寒川3年・吉田龍生主将「挑戦者として挑めた」(産経新聞)

「戦力的に、負けて当たり前。挑戦者として挑めた」。高校野球南神奈川大会2回戦でシード校・鎌倉学園に敗れた寒川3年・吉田龍生主将は、きっぱりとした口調で言い切ったが、表情には悔しさがにじみ出ていた。

 チームは今春まで、選手が3年生4人、2年生5人の計9人。当初は9人の同級生がいたが、自由な雰囲気の高校生活に流されたのか、1人、また1人と部を去っていった。

 昨夏、「声が大きく、怒られても下を向かない」という前向きな性格を買われて主将に指名されたが、試合には勝てなかった。公式戦は0勝6敗。少ない人数で苦戦を強いられ、悔しい思いを味わってきた。
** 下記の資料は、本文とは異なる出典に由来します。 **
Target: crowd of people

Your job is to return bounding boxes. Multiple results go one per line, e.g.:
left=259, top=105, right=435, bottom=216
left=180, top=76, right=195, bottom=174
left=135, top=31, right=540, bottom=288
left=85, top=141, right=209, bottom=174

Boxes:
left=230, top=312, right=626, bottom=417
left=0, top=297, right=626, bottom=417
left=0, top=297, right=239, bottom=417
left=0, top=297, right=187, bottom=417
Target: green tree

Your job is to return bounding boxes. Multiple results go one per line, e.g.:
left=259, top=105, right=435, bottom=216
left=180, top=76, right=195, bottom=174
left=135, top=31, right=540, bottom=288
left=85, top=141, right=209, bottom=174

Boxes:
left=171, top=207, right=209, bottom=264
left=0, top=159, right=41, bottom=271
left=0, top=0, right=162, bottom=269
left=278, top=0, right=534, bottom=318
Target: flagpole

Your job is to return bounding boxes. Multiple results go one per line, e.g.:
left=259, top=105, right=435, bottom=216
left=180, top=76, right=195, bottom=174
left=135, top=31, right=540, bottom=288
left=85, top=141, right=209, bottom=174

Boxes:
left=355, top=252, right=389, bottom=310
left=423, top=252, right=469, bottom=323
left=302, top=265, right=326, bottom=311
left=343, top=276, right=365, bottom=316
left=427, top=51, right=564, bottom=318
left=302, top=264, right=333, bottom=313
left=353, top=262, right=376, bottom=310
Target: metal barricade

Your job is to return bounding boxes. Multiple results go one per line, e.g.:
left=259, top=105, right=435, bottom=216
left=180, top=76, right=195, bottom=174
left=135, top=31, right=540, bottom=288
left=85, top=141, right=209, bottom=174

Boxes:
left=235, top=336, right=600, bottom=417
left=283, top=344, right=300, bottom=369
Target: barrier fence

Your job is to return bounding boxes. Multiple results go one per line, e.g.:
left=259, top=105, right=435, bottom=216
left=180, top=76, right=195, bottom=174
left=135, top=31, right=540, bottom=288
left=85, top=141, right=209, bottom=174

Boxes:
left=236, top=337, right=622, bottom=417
 だが心は折れなかった。「好きで始めた野球。最後まで絶対にやり通すぞ」と、今春は部員集めに奔走。部活動紹介ではダンスを披露し、「親しみやすい先輩」をアピールした。

 それが功を奏したのか、9人の新入生が入部。同じタイミングで実力校・藤沢清流で指揮を執った浜田雅弘監督が就任した。強豪校のBチームと練習試合を組み、強豪の野球を皮膚感覚で吸収した。チームが変わっていくのを感じていた。

 この日は序盤から相手投手の球を捉え、チームは5安打。自身も顔を真っ赤にしながら「諦めるな!」と味方を鼓舞し続けた。負けはしたが、強豪相手に自分たちの野球をぶつけられた。試合後は「恵まれた環境ではなかったかもしれないけど『野球部のプライド』を持ってやり通せた」と悔しさのなかにも達成感をかみしめた。

 本格的な野球はこの日で最後だが、「ものごとを最後までやり通すことの尊さを学べた高校野球生活だった」。静かにユニホームを脱ぎ、人生の次章へ進む。